Tuesday, April 5, 2011
At Mama Henley's house, we love to take our children out to eat. We don't do it as often as I would like, but whenever we do visit local restaurants, we try to arrive prepared. The best thing you can do for your children in ANY situation is to explain what they should expect. Our conversations are similar to this:
Mama Henley: "Children, we are going to visit a restaurant tonight for dinner. This is a big treat as Daddy is going to treat us and Mama Henley will not have to cook. It is very expensive to go out to eat, so you need to be careful when you order so that you will eat every bite. In fact, you may want to split a meal with your brother or sister.
We are going to walk in the restaurant and it will probably be fairly quiet. Do you think we should walk in the restaurant and talk loudly?"
Children: "NO!!! We should use our quiet inside voices."
Mama Henley: "That's exactly right. Now a hostess is going to seat us at our table and she will give each of us a menu. What do you tell her when she gives you a menu?"
Children: "We will tell her, 'thank you'."
Mama Henley: "Good! If the server asks you what you would like to drink, you will respond, 'Water please'. I will happily give you something else to drink at home, but unless the child's meal comes with a drink, you will drink water."
Children: "Yes, m'am."
Mama Henley: "You may then read your menu to determine what you would like to eat. They probably have chicken fingers, salad, macaroni and cheese, pasta with red sauce, or a hot dog or hamburger. They may have pizza. How many of you would like chicken fingers? " (I then go through the menu and determine what everyone would like to order. We try to share plates because our 5 usually cannot eat an entire meal by themselves.
Mama Henley: "Once you have ordered, you may sit quietly while we wait for our food to be served. Remember to keep your napkin and hands in your lap. When you eat, use one hand to hold your fork and be sure to chew with your mouth closed. When I was a child, we were told to thank the server up to three times throughout the meal. You do not have to thank your server every time he brings you something, but you should smile politely."
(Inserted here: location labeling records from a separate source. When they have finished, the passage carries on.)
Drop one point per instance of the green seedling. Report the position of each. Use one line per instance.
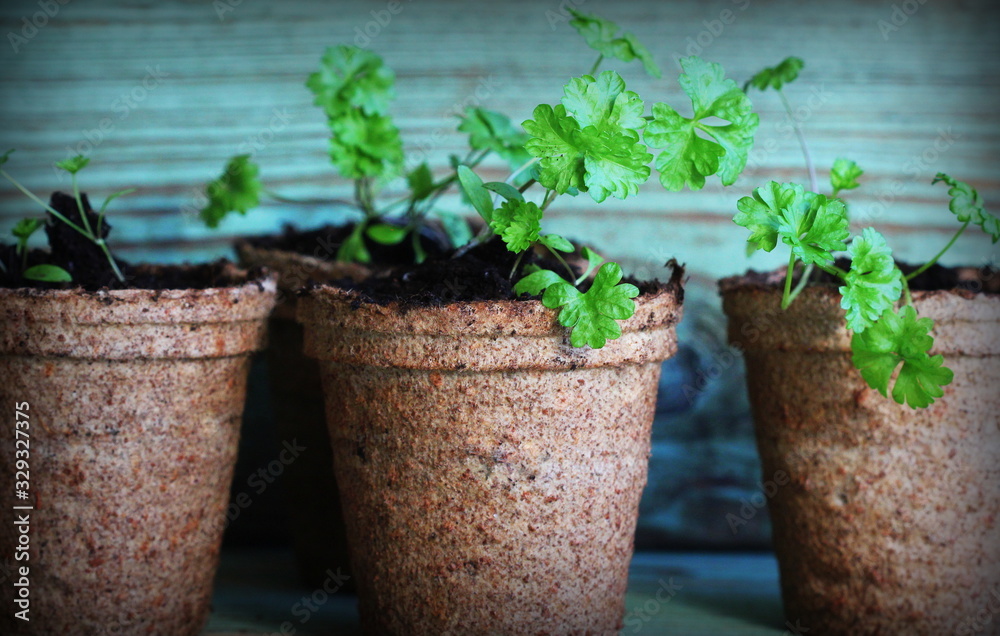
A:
(888, 337)
(26, 227)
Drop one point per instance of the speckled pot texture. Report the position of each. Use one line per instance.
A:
(889, 522)
(134, 402)
(318, 535)
(490, 473)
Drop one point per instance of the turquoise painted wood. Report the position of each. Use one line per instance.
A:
(161, 93)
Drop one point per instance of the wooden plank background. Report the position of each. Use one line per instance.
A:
(919, 99)
(905, 87)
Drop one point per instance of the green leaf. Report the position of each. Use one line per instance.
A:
(555, 140)
(349, 78)
(472, 185)
(493, 131)
(776, 76)
(873, 284)
(591, 315)
(556, 242)
(687, 157)
(537, 282)
(387, 234)
(73, 164)
(236, 190)
(844, 175)
(901, 338)
(967, 205)
(48, 274)
(603, 103)
(518, 223)
(505, 190)
(588, 142)
(421, 182)
(365, 145)
(601, 35)
(456, 227)
(811, 224)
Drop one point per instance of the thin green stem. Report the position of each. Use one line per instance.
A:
(803, 282)
(906, 291)
(786, 297)
(813, 182)
(45, 205)
(111, 259)
(572, 274)
(550, 196)
(79, 206)
(597, 64)
(517, 263)
(934, 260)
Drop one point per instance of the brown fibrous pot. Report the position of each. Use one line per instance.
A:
(134, 399)
(490, 473)
(888, 522)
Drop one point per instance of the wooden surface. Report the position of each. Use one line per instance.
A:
(904, 103)
(884, 102)
(669, 593)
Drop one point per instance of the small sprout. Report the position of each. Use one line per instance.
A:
(47, 274)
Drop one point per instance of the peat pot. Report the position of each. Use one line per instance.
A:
(888, 521)
(319, 540)
(490, 474)
(129, 405)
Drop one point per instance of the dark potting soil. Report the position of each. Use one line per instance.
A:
(324, 242)
(485, 272)
(89, 266)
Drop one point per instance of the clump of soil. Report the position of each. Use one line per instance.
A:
(89, 266)
(324, 242)
(485, 272)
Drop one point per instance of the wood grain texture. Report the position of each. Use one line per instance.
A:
(919, 100)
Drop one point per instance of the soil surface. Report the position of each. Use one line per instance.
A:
(486, 272)
(325, 241)
(89, 267)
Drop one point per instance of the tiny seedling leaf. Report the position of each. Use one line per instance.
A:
(48, 274)
(602, 36)
(873, 284)
(505, 190)
(688, 157)
(518, 223)
(73, 164)
(591, 316)
(473, 188)
(901, 338)
(387, 234)
(556, 242)
(967, 205)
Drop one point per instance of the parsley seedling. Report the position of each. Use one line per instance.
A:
(596, 141)
(355, 89)
(26, 227)
(814, 228)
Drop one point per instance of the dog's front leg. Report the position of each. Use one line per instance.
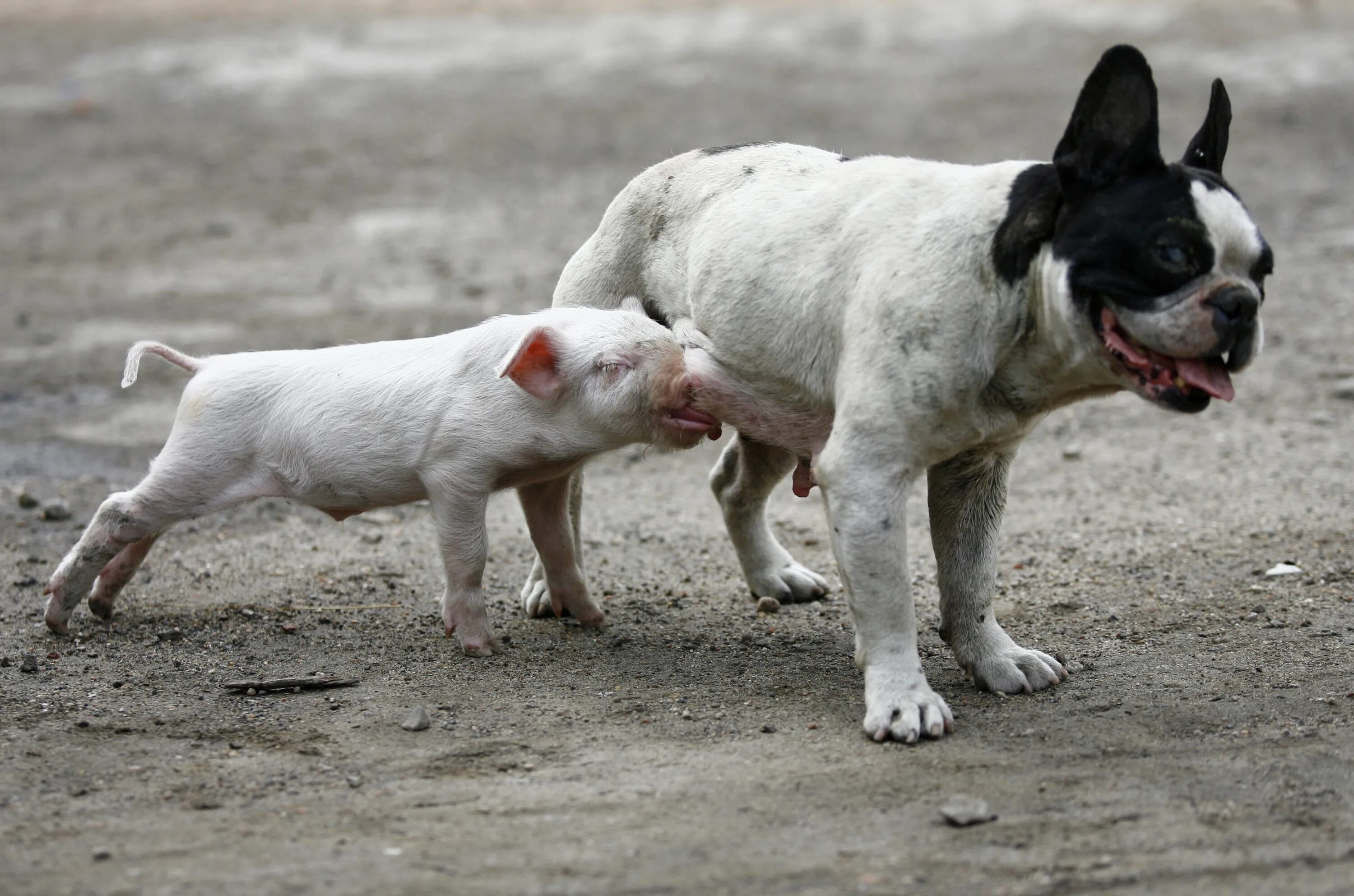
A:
(967, 496)
(866, 490)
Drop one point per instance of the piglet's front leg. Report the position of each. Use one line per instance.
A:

I let the children know behavioral expectations in advance. I also inform them if they are allowed to have dessert. We rarely have dessert unless it is included. In fact, I rarely serve dessert at home.
Our dinners are usually better if I have clearly outlined my expectations. When children understand that eating out is special, they are more likely to respect it and behave accordingly:).
I also try to bring crayons and paper into a restaurant. We have bought Doodle Menus and I keep a case of markers, crayons, and colored pencils in my car. What do you do when you take your children out to eat?